I think the answer is, yes, the graph can be connected.
By definition, if the graph G is not connected, then we can find disjoint nonempty open sets A and B, such that G is contained in A union B. In particular, this implies no point in G can be contained in the boundary of A. So if we can construct an additive function f whose graph intersects the boundary of any potential separating open set A, we'll have shown the graph is connected.
Before constructing this function, note a technical point. Not all open sets are candidates for separating G. If G = A union B for nonempty open sets A,B, then the projections proj(A) and proj(B) onto the x-axis are both open, and must intersect. In turn this implies the projection of the boundary of A contains an interval. Call open sets with this property "candidate sets".
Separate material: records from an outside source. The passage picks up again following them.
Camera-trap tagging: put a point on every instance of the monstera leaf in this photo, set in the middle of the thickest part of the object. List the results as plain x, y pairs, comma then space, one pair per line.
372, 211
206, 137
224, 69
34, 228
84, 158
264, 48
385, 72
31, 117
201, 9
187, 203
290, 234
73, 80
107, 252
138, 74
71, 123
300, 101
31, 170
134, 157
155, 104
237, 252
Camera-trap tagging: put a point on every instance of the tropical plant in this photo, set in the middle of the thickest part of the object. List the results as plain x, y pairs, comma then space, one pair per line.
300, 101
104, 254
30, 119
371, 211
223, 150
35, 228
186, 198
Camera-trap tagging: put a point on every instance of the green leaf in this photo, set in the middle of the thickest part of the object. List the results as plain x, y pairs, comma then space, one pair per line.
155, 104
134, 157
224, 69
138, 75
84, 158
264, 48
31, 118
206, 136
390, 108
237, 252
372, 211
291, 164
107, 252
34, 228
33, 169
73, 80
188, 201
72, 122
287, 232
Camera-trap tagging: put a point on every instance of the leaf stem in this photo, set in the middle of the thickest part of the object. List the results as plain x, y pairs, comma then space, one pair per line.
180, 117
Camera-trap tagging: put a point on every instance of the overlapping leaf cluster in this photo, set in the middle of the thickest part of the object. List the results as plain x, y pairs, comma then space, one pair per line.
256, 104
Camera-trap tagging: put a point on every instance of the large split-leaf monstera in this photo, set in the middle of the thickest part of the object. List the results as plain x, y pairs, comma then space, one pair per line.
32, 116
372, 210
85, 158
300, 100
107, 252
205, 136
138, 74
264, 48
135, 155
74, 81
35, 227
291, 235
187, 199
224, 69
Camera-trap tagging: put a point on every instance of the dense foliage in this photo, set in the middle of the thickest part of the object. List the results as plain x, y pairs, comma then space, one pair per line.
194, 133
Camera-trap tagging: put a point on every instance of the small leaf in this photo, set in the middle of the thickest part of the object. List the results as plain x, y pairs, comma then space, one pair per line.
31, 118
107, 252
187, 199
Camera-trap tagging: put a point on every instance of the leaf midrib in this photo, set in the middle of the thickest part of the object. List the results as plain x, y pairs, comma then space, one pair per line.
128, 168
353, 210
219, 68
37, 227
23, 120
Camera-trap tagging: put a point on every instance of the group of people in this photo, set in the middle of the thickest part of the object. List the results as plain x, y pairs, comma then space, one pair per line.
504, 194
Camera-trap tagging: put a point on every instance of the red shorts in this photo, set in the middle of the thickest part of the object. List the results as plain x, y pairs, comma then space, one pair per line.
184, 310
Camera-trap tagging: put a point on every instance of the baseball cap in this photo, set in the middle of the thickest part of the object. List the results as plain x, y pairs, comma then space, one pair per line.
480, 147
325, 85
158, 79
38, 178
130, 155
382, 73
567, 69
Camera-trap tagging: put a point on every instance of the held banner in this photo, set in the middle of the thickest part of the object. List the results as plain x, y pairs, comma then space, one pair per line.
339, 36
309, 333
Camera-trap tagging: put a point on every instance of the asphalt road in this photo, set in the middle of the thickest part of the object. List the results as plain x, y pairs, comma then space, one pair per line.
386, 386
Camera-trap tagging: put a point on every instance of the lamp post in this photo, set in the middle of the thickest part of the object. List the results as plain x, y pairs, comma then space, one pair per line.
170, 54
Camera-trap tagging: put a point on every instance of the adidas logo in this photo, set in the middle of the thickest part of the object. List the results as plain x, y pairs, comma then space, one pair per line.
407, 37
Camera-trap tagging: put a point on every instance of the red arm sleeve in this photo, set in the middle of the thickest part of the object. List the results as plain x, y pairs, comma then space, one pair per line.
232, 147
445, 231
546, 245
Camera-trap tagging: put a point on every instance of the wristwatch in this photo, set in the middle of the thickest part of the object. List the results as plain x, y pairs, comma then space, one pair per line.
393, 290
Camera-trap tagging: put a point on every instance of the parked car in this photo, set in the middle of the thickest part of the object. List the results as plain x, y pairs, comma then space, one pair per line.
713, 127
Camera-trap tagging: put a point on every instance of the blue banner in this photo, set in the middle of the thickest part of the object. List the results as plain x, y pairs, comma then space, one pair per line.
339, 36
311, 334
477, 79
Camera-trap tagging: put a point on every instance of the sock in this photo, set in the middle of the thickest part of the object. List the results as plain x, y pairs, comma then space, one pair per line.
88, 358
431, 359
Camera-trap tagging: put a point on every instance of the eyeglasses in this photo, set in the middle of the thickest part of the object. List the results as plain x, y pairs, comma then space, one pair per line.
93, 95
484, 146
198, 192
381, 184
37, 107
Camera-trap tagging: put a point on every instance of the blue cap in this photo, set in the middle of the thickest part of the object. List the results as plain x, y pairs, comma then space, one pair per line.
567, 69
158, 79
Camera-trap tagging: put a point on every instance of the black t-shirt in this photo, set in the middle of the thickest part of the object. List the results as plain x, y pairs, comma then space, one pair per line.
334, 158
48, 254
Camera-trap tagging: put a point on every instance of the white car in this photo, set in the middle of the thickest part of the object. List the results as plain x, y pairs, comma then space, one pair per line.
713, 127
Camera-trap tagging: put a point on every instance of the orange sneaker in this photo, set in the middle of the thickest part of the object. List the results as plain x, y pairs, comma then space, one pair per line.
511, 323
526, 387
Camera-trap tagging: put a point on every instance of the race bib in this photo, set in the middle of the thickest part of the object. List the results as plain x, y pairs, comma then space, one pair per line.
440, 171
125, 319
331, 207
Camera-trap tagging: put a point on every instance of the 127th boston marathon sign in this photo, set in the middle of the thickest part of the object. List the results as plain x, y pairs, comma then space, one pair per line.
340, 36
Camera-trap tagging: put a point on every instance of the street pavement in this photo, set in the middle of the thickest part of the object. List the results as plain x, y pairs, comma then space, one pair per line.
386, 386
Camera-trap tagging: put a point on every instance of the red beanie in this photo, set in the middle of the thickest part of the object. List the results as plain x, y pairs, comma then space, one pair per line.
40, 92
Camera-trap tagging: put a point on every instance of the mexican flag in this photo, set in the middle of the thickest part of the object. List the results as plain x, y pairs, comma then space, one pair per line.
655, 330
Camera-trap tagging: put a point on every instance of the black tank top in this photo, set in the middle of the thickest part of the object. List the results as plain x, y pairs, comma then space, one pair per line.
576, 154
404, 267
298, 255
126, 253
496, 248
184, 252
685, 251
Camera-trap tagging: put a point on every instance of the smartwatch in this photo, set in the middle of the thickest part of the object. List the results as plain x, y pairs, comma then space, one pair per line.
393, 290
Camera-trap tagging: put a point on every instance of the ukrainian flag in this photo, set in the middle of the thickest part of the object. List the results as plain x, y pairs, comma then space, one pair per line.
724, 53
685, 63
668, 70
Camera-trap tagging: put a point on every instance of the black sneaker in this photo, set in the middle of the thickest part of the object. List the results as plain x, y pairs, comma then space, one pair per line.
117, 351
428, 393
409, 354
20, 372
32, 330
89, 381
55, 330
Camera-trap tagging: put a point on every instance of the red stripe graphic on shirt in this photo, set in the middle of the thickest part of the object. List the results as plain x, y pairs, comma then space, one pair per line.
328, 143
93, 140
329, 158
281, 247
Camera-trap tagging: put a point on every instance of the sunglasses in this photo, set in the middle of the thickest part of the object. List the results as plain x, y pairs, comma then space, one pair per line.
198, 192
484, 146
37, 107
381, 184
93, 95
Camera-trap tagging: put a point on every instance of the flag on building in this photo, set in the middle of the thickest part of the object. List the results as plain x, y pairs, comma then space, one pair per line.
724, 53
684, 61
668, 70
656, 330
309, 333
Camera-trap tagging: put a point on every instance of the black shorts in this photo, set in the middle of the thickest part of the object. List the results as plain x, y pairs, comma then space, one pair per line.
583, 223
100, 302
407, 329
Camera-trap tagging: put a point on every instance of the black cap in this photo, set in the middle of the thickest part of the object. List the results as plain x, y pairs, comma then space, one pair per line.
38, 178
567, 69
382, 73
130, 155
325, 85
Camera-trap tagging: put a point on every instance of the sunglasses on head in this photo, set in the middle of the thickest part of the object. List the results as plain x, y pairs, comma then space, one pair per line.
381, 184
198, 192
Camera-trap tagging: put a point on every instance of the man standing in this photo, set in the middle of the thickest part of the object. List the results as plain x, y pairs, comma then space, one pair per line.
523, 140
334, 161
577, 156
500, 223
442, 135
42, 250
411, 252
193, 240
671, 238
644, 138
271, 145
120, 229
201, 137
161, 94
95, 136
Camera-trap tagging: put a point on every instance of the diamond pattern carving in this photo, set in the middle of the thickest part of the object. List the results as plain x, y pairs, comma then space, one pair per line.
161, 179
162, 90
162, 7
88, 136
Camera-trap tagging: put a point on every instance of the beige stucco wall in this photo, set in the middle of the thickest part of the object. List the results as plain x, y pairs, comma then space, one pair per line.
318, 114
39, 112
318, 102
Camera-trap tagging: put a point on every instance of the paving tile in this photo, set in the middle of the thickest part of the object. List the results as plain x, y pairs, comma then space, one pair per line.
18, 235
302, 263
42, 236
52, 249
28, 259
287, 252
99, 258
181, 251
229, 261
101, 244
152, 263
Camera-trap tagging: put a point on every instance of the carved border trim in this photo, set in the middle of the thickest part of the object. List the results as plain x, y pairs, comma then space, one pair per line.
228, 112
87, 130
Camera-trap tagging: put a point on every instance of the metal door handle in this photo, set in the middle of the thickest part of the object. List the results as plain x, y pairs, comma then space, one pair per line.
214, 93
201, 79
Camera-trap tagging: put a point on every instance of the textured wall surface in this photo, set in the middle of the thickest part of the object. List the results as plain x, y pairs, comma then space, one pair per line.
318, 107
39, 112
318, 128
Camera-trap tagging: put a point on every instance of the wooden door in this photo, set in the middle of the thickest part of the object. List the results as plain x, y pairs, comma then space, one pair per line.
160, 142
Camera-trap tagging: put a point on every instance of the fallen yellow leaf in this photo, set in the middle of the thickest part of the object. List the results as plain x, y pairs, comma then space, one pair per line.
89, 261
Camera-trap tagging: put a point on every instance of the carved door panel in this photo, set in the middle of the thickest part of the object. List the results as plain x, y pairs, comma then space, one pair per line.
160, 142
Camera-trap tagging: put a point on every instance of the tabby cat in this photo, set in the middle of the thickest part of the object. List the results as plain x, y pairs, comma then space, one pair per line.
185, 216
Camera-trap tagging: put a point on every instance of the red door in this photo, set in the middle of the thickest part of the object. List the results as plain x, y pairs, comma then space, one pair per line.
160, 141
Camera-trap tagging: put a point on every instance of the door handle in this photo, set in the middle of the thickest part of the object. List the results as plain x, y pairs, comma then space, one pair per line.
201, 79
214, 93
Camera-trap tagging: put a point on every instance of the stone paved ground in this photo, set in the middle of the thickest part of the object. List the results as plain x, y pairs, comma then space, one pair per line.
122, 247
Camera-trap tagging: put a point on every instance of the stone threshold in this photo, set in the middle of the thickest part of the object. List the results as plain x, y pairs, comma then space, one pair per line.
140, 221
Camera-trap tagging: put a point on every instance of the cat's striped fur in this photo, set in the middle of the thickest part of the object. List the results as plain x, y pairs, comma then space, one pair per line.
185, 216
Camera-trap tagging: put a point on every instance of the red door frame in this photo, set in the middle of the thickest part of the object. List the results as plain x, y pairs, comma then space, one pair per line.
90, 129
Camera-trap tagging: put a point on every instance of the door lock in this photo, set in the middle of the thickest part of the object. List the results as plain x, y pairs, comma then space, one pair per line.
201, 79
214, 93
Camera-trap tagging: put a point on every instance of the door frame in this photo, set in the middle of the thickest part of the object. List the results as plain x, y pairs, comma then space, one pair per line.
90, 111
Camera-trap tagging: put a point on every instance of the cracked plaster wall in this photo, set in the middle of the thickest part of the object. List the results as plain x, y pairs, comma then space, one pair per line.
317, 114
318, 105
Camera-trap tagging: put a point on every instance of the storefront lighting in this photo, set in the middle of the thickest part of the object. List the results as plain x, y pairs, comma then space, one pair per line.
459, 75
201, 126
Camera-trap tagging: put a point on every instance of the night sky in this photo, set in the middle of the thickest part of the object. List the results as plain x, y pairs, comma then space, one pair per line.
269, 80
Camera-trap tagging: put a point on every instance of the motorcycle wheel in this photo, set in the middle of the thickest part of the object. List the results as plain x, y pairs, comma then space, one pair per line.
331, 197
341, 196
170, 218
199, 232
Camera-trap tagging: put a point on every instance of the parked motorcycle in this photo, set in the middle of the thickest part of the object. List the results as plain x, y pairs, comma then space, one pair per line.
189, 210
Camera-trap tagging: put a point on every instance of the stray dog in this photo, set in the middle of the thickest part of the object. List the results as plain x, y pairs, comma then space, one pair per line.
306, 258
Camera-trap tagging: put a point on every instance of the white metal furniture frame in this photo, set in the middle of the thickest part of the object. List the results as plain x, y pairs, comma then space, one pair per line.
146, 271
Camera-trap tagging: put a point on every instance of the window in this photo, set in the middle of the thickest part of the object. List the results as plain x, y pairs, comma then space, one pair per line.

To make a function f whose graph intersects the boundary of all candidate sets, consider a basis H for R as a vector space over Q. This set has cardinality of the reals. Now note that the set of all open sets in R^2 also has cardinality of the reals. (http://en.wikipedia.org/wiki/Cardinality_of_the_continuum)
Put these two sets (basis H, all open sets) in 1-1 correspondence, so for each h in H, we have an open set O(h). If O(h) is not a "candidate set," let f(h)=0. Otherwise, using the fact that O(h) is a candidate set, we can always find a nonzero rational q, and a real y such that (qh,y) is in the boundary of O(h). Define f(qh)=y. Doing this for all elements of H will determine a unique additive function f on the reals.
The graph of f, by construction, is connected since it intersects the boundary of every candidate separating open set in R^2. (And it's not continuous--if it were, it would miss the boundaries of a lot of open sets!)